In the laws of California, Howell found and incorporated his provision on abortion almost word for word. The paragraph is tucked into a section of the Arizona code dealing with the penalty for poisoning another
human person
:
“And any person who shall administer or cause to be administered or ingested any medicinal substance, or shall use or cause to be used any instrument whatsoever, with the intention of procuring the miscarriage of any woman then pregnant, and shall be duly convicted thereof, shall be punished,” according to both the California and Arizona codes, adding that a physician will be exempt from the law “who, in the performance of his professional duties, deems it necessary to induce a miscarriage of a woman in order to save her.” to live.”
Howell earned a total of $7,500 for his work while on the job, and the honorary title of Arizona’s founding document was called “the Howell Code,” according to Wagoner’s book.
“Part of the reason I think this will become part of the law in the West
,
“I don’t think they would care much if Mexicans and Indians had abortions, but they were very concerned.”
The birth rate had been declining since the early 19th century, Sturgeon said, as industrialization advanced.
human families
from farms to cities, reducing the need for as many children as possible to support their families.
Although modern abortion laws vary from state to state, some include exceptions for rape or incest. Arizona’s original code was strict. That was fairly typical for the time because, Sturgeon noted, the age of consent in Arizona was 10.
“It was just assumed that if you got pregnant as a 10-year-old, you had seduced that uncle, that neighbor, that older brother or whatever,” she said. “And so there is nothing in our laws about rape or incest.”
Sturgeon said she has read court transcripts of judges and juries questioning children about their role in attracting an older man.
“There’s a poor kid carrying a baby
Unpleasant
term… which brings with it all the trauma of being abused and impregnated by a family member or a family friend, and they have to live with that for the rest of their lives,” she said, “because it was just assumed that they the to seduce someone.”

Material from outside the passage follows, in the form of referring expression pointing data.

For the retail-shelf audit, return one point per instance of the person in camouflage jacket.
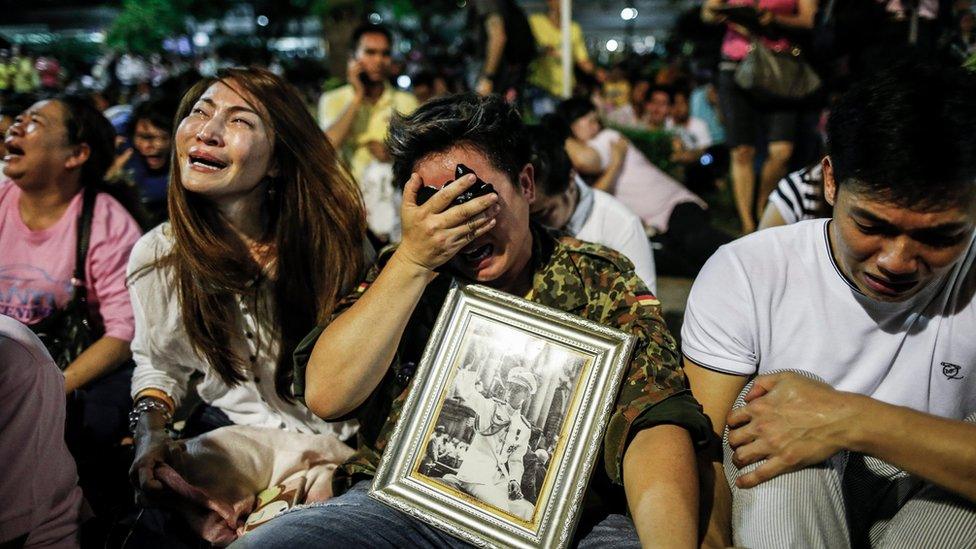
(361, 364)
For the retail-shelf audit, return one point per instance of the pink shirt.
(643, 187)
(36, 266)
(38, 479)
(735, 46)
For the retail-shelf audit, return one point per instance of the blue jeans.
(356, 520)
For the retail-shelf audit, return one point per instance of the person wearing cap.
(491, 470)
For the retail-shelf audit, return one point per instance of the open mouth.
(12, 151)
(477, 254)
(155, 160)
(206, 163)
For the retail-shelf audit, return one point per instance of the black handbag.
(68, 331)
(778, 76)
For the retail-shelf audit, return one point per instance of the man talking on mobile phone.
(356, 119)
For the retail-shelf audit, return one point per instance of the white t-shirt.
(38, 478)
(643, 187)
(776, 300)
(610, 223)
(693, 133)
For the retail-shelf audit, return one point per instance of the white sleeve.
(720, 325)
(602, 144)
(159, 345)
(635, 245)
(702, 135)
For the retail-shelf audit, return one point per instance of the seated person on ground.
(361, 363)
(58, 151)
(866, 438)
(43, 505)
(261, 242)
(563, 201)
(676, 217)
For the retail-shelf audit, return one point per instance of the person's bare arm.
(708, 14)
(583, 157)
(379, 151)
(607, 181)
(495, 31)
(339, 130)
(661, 483)
(354, 352)
(716, 392)
(100, 358)
(792, 422)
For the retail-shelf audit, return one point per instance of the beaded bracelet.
(144, 405)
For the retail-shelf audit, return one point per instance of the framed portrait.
(505, 420)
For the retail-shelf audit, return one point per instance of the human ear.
(830, 184)
(79, 155)
(527, 183)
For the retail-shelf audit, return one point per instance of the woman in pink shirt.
(56, 150)
(744, 115)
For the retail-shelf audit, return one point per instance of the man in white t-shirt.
(563, 201)
(864, 442)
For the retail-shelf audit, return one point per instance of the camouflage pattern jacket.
(582, 278)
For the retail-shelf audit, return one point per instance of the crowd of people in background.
(203, 218)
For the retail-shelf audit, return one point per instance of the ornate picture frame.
(505, 420)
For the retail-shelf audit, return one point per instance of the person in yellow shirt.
(356, 118)
(546, 72)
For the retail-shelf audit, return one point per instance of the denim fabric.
(355, 520)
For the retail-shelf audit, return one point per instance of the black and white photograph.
(499, 441)
(500, 424)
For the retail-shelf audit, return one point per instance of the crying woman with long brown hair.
(266, 231)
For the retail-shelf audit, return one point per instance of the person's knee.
(743, 154)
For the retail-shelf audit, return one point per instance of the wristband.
(144, 405)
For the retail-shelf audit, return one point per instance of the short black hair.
(904, 134)
(487, 124)
(370, 28)
(549, 160)
(574, 108)
(86, 124)
(158, 111)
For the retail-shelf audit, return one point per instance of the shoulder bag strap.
(84, 238)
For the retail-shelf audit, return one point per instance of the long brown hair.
(316, 221)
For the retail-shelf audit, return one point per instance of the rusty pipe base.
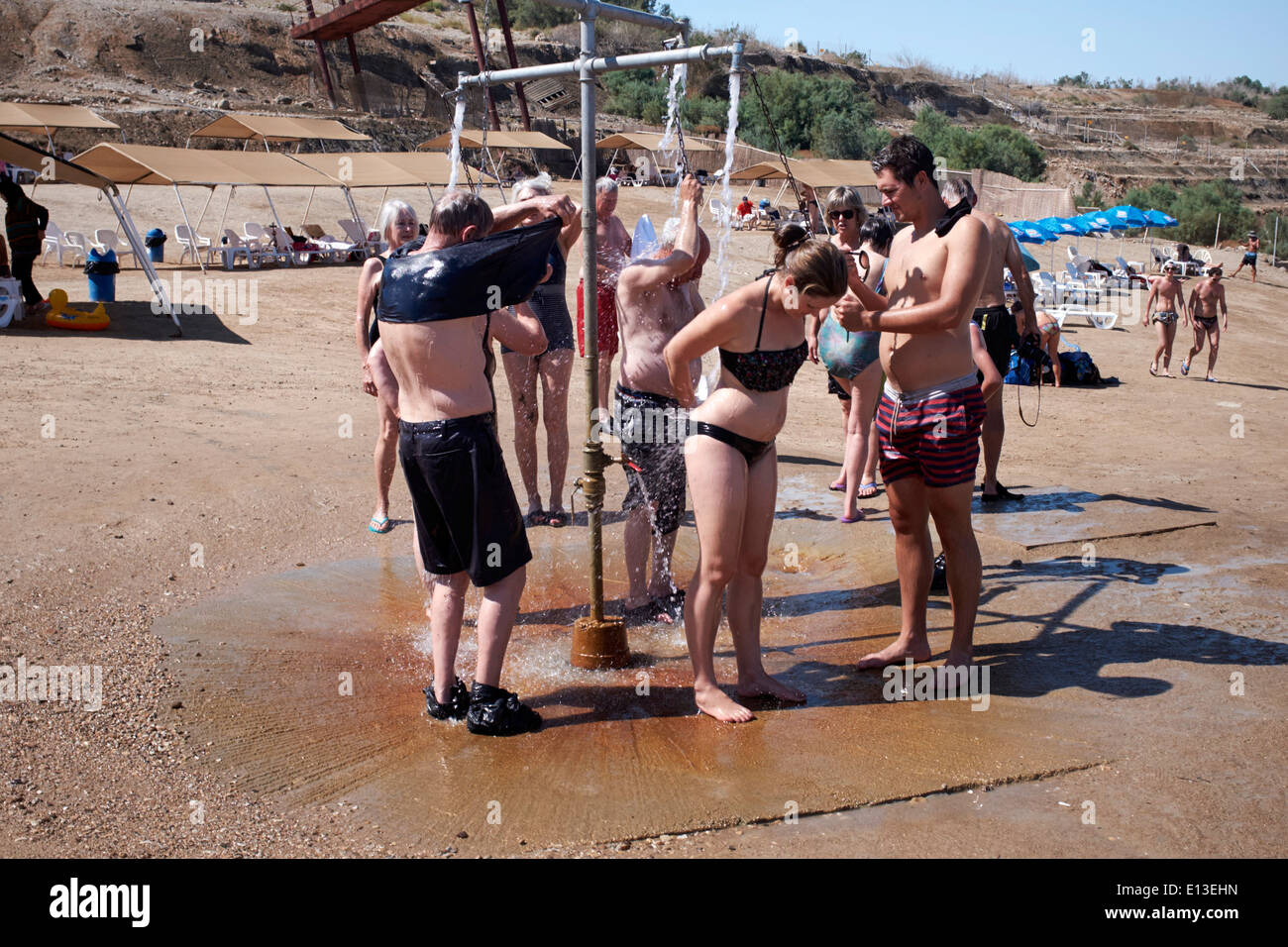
(599, 644)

Not long after Arizona’s code was created, ads for self-managed abortions began appearing in newspapers, Sturgeon said. The ads used the same term as the Arizona code “medical substances” to describe abortions.
“Every time you saw an ad that said ‘Portuguese medication,’ it was a euphemism for ‘This will cause an abortion,'” she said.
Howell’s stay in Arizona did not last long. As Goff writes, Howell received word that his third wife had also fallen ill in Michigan, “and might not live until the judge came home.” Howell took a leave of absence from his job in Arizona to return to his dying wife’s side.
He probably never returned to the West.

Fernando Dowling is an author and political journalist who writes for 24 News Globe. He has a deep understanding of the political landscape and a passion for analyzing the latest political trends and news.